In contrast to Chinese equities which have already gone through multiple rounds of valuation resets, US equities (Figure 6) which have yet to experience more meaningful correction, is heading into aggressive rate hike regime which inevitably would further compress the company margins and earnings amid record high inflation and the inelastic labour, materials and logistics markets. At the moment we observe 2022 forward PE for S&P 500 is slightly above historical 6-year median and close to 75 percentile for Nasdaq. The valuation for these US equity Indexes are much more expensive than China A markets (Figure 6).  With question for further rate hike being “how much” rather than “whether-if” and significant balance sheet reduction ahead for the rest of 2022, liquidity drain would put US Equities and its expensive valuation to considerable stress that would be hard to solve.
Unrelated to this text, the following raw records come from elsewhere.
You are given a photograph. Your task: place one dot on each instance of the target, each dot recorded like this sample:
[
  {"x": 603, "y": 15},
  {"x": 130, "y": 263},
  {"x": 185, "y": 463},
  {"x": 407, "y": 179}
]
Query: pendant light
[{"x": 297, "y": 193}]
In comparison, the historical low valuation for China A and our Premia China A ETFs are better placed for a rebound, at a time when global allocators are in general low on inventory for Chinese equities, and China is already close to if not at the bottom of the cycle with left tail risks mostly considered and richly priced in. Notwithstanding the Zero COVID Policy, visibility for tangible policy supports, resumption of economic activities, growth trajectory and investor appetite also started to improve. In fact, according to Goldman Sachs Prime Services data, in April, Chinese equities had the highest monthly hedge fund inflows since Dec 2020, led by long buys significantly exceeding short sells.